COURT OF APPEALS

DECISION

DATED AND FILED

 

July 21, 2011

 

A. John Voelker

Acting Clerk of Court of Appeals

 

 

 

NOTICE

 

 

This opinion is subject to further editing.  If published, the official version will appear in the bound volume of the Official Reports. 

 

A party may file with the Supreme Court a petition to review an adverse decision by the Court of Appeals.  See Wis. Stat. § 808.10 and Rule 809.62. 

 

 

 

 

Appeal No. 

2010AP243

Cir. Ct. No.  2004CV3064

STATE OF WISCONSIN 

IN COURT OF APPEALS

 

DISTRICT II

 

 

 

 

Arthur D. Dyer, Vern Moeller, Thomas Vitrano,

Russell Moeller, Renee Vitrano,

a/k/a Renee Lipitt, Betty Vitrano and

Anthony Vitrano,

 

                      Plaintiffs,

 

        v.

 

Waste Management of Wisconsin, Inc. and

Muskego Site Groundwater Remediation Group,

 

                      Defendants.

 

------------------------------------------------------------

 

Wendy Reinboldt, a/k/a Wendy Diewald,

Muskego Moose Family Center No. 1057,

Kris Mageske, Julia Mageske and

Bonnie L. Acker, d/b/a R&B Stagecoach,

 

                      Plaintiffs,

 

        v.

 

 

Waste Management of Wisconsin, Inc. and

Muskego Site Groundwater Remediation Group,

 

                      Defendants.

 

------------------------------------------------------------

 

Waste Management of Wisconsin, Inc.,

 

                      Plaintiff-Respondent,

 

        v.

 

Russell Moeller,

 

                      Defendant-Appellant.

 

 

 

 

            APPEAL from orders of the circuit court for Waukesha County:  paul f. reilly, Judge.  Affirmed. 

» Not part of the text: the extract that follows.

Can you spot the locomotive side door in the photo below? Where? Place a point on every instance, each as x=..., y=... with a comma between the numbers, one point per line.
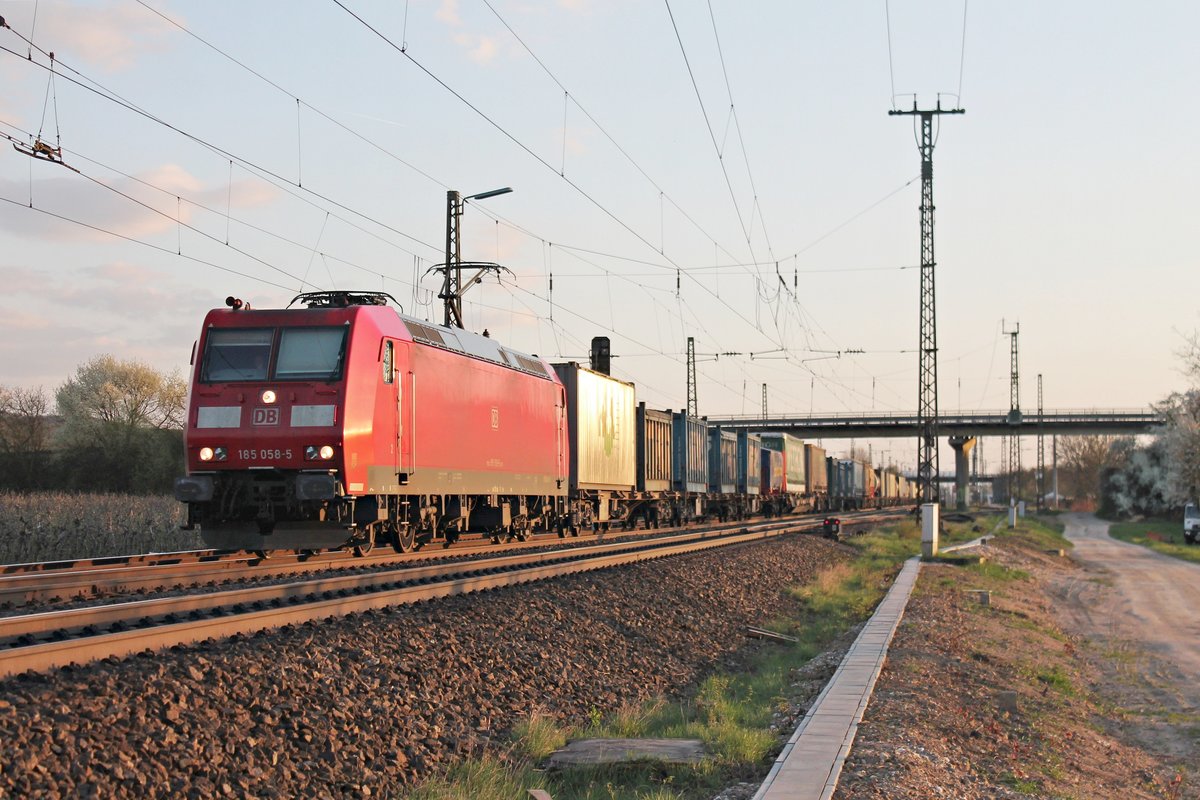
x=406, y=413
x=394, y=390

            Before Lundsten, Sherman and Blanchard, JJ.

1        LUNDSTEN, J.   This appeal concerns an abuse-of-process claim brought by Russell Moeller against Waste Management of Wisconsin, Inc.  Moeller is a plaintiff in a groundwater contamination lawsuit against Waste Management relating to Waste Management’s operation of a landfill.  While that lawsuit was ongoing, Waste Management brought claims against Moeller, who had for a period of time hauled waste to the landfill.  The claims were for trespass and for contribution in the event Waste Management was found liable for the groundwater contamination.  Moeller counterclaimed for abuse of process, alleging that Waste Management brought its claims to intimidate him.  The circuit court dismissed Moeller’s abuse-of-process claim at the summary judgment stage.  Moeller appeals that decision.  We affirm.

Background

2        In 2001, various landowners, including Russell Moeller, brought suit against Waste Management, which had operated a landfill in Waukesha County over a number of years.  Also named as defendants in the suit were waste-generating entities that contributed waste to the landfill.  Moeller and the other landowners alleged that pollutants leaking from the landfill traveled underground and eventually contaminated the groundwater under the landowners’ properties.  The landowners’ claims included negligence, private nuisance, and trespass.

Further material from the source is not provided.